On September 23, 1936 the Interstate Commerce Commission gave approval for the I&SL to cease operations from Elmer to South Gifford, and from Novinger to Sedan where coal mining had ceased. This did not mark the end of the passenger service, which continued on the stub from Novinger to South Gifford.

In 1939, the QO&KC was abandoned west of Milan, and the company dissolved. The CBQ took direct ownership of the remaining line from Quincy to Milan, via Novinger.

In 1942, most of the surviving line was abandoned, apart from a short section from Novinger accessing the spur leading to the Baiotto Mine of the Billy Creek Coal Company. This was to be the last mine operating in the coalfield, closing in 1966, and it was sending most of its output to the city power plant of Kirksville. Operations were on a call and demand basis, meaning that the mine manager would phone CBQ Control if and when a pick-up was needed. This meant that the arrangement could be terminated by mutual agreement, and was no longer a statutory common carrier service.

In 1947 the CBQ and the coal company agreed to terminate the service, the last segment of the I&SL to the coal mine was abandoned and the tracks were removed.

==Remains==
A few of the former depots survive to this day, some being converted for other uses. An example of this is a private home in Yarrow. The South Gifford depot still stands but is in very poor condition. Despite decades of overgrowth, aerial images still reveal some segments of the former I&SL track bed.

==Operations==
===Freight===
Freight on the line was always dominated by coal, for which the line was built. It came from underground mines at Connelsville, Mendota, Yarrow, and Youngstown in Missouri, and in the Coal City and Exline area in southern Iowa.

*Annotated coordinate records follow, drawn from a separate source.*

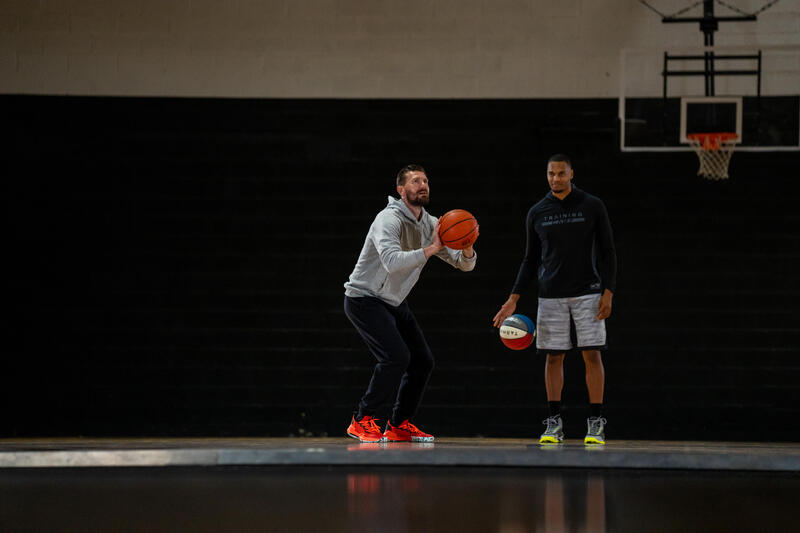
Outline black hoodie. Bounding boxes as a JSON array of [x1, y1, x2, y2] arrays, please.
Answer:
[[511, 185, 617, 298]]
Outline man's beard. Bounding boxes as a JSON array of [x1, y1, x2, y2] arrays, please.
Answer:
[[408, 195, 431, 207]]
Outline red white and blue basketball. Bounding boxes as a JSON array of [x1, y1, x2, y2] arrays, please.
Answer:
[[500, 314, 536, 350]]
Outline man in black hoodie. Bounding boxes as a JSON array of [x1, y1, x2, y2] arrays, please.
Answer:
[[494, 154, 617, 444]]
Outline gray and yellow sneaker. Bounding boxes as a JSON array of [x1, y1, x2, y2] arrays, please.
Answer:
[[583, 416, 606, 444], [539, 415, 564, 444]]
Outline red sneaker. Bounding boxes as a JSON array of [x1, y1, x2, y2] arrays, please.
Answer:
[[347, 416, 384, 442], [383, 420, 433, 442]]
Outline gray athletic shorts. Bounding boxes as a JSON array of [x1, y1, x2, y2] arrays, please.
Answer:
[[536, 294, 606, 353]]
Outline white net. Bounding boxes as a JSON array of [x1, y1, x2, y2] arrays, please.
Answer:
[[689, 134, 736, 180]]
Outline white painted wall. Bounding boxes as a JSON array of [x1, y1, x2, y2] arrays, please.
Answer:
[[0, 0, 800, 98]]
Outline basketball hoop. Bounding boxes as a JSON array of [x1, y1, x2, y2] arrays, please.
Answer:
[[686, 133, 739, 180]]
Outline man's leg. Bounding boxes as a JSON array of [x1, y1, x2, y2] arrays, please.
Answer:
[[570, 294, 606, 444], [536, 298, 572, 444], [544, 353, 564, 402], [391, 302, 434, 426], [583, 350, 606, 404], [344, 296, 411, 419]]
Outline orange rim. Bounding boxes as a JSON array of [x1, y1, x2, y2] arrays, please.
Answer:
[[686, 132, 739, 150]]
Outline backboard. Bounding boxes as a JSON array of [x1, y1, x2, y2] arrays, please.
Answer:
[[619, 46, 800, 152]]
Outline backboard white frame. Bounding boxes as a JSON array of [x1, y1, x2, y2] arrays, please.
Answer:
[[680, 96, 742, 144], [618, 45, 800, 153]]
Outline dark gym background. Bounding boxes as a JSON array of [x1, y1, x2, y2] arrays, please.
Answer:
[[6, 95, 800, 441]]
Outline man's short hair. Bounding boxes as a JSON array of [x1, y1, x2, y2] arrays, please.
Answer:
[[547, 154, 572, 168], [397, 165, 425, 187]]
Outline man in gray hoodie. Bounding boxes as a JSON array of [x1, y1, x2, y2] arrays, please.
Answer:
[[344, 165, 477, 442]]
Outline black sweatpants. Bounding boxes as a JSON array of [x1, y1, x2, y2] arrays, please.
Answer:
[[344, 296, 433, 424]]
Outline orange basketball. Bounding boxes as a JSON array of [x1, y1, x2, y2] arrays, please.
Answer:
[[439, 209, 478, 250]]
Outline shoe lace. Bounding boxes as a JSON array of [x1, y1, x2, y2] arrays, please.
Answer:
[[589, 416, 606, 433], [357, 416, 381, 433], [397, 420, 420, 433], [542, 416, 561, 431]]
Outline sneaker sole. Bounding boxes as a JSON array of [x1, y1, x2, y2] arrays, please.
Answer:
[[539, 437, 562, 444], [347, 431, 386, 444]]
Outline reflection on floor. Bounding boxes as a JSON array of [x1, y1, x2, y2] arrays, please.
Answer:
[[0, 466, 800, 532], [0, 438, 800, 472]]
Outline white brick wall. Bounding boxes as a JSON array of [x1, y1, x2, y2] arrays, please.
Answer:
[[0, 0, 800, 98]]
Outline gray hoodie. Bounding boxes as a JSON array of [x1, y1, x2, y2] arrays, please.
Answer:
[[344, 196, 478, 306]]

Other business included a cucumber pickling plant at Worthington, Missouri, and farm shipments from Livonia, Worthington, and from the Elmer, Missouri area.

===Passengers===
Passenger service was also available on the line until 1936. In February 1926, for example, the CBQ's public timetable had the Sedan to Elmer service as "Table 33a". This featured a mixed train (that is, a freight pick-up service with a passenger coach attached) starting from Elmer at 5:10 in the early morning, reaching Sedan at 9:00 and then returning at 9:20 to arrive back at Elmer at 12:40. The journey between the termini took 3 hours 20 minutes, an average speed of 15.6 mph.

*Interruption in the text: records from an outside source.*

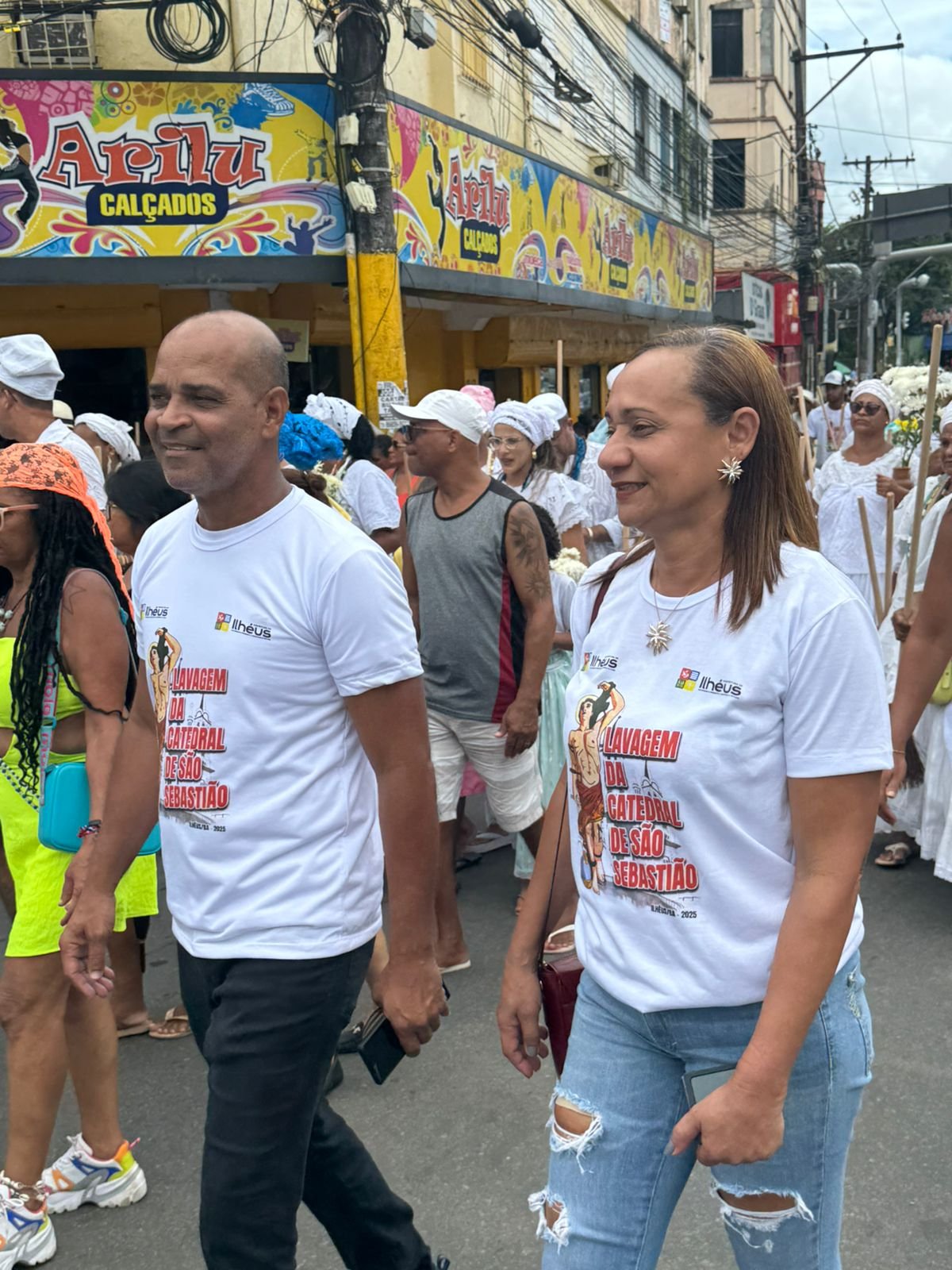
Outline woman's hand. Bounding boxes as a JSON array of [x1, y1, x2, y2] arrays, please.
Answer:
[[880, 749, 906, 824], [497, 959, 548, 1080], [668, 1073, 785, 1167]]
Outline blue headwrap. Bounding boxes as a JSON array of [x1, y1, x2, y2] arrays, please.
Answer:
[[278, 413, 344, 471]]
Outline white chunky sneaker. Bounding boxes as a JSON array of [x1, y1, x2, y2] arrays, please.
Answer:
[[40, 1133, 148, 1214], [0, 1173, 56, 1270]]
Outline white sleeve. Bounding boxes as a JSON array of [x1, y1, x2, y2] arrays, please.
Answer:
[[315, 542, 423, 697], [344, 462, 400, 533], [783, 595, 892, 779]]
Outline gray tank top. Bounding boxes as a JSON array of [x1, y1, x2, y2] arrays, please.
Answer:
[[406, 480, 525, 722]]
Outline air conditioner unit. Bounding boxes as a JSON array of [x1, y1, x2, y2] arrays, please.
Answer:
[[592, 155, 624, 189], [17, 9, 95, 68]]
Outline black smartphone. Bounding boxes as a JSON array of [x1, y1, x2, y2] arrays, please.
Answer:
[[681, 1063, 738, 1107], [357, 983, 449, 1084]]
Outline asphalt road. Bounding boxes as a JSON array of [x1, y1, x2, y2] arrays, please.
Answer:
[[0, 849, 952, 1270]]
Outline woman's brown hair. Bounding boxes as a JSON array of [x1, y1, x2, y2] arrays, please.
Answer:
[[611, 326, 819, 630]]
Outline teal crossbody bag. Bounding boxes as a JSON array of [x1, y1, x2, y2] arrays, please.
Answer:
[[36, 606, 163, 856]]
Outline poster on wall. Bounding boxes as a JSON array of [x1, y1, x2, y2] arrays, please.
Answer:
[[0, 79, 344, 258], [390, 103, 713, 313]]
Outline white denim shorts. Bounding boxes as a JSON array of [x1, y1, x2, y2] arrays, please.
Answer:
[[427, 710, 542, 833]]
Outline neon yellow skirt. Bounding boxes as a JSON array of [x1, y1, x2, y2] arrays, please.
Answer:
[[0, 741, 159, 956]]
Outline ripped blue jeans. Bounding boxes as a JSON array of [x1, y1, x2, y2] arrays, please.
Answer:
[[529, 954, 873, 1270]]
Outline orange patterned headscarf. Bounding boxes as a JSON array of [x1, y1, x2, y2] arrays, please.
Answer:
[[0, 444, 125, 592]]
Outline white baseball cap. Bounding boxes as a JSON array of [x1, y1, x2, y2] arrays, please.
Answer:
[[392, 389, 486, 444], [0, 335, 62, 402]]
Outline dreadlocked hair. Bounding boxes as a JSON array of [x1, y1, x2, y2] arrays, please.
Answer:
[[10, 491, 138, 779]]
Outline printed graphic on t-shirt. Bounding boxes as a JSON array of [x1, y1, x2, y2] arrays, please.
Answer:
[[148, 626, 231, 833], [569, 679, 698, 917]]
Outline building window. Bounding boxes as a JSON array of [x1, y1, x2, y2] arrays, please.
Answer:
[[712, 141, 747, 211], [632, 75, 651, 180], [711, 9, 744, 79]]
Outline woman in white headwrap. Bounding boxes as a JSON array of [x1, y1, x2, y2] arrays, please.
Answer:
[[814, 379, 897, 610], [305, 392, 402, 555], [876, 405, 952, 881], [489, 402, 589, 561], [72, 414, 140, 476]]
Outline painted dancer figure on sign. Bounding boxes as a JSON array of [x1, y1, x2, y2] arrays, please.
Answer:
[[569, 681, 624, 894]]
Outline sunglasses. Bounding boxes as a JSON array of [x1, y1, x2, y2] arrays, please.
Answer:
[[849, 402, 886, 415], [0, 503, 40, 533]]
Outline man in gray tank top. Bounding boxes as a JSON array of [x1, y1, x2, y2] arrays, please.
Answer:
[[395, 389, 555, 972]]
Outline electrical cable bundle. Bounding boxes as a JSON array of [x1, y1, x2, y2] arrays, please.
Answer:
[[146, 0, 228, 65]]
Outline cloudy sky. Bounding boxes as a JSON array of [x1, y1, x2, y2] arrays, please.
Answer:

This service continued, albeit truncated, when the line was reduced to Novinger - South Gifford.

===Adair County Railroad===
Apart from private spurs to coal mines, a single off-branch from the line existed, called the Adair County Railroad. This had been incorporated in 1904 to build six miles (9.7 km) of line to coal mines from Youngstown, and was a little subsidiary of the CBQ. The local name for the tap line of this outfit was "the Spur Up Billy's Creek". The line ran north-west from Youngstown.

==Route==
The original northern terminus of the railroad was Centerville, where a junction had been made with the Chicago, Rock Island and Pacific Railroad. From there, the line ran closely parallel to the CBQ to Sedan. The companion line here was the Keokuk and Western Railroad, which became part of the CBQ in 1901. The I&SL line between Centerville and Sedan was abandoned as redundant in 1903.

From Sedan, the line ran to Coal City, Iowa before crossing the state line into Missouri. Passenger stops after that were Livonia, Mapleton, Worthington, Hilberton, Connelsville and Novinger. At the last named place, the QO&KC line was crossed and the two lines shared a station. Then came Youngstown, Yarrow, South Gifford and finally the terminus at Elmer.

Elmer also had the main line of the Atchison, Topeka and Santa Fe Railway, but the lines did not connect and the two stations were a mile apart.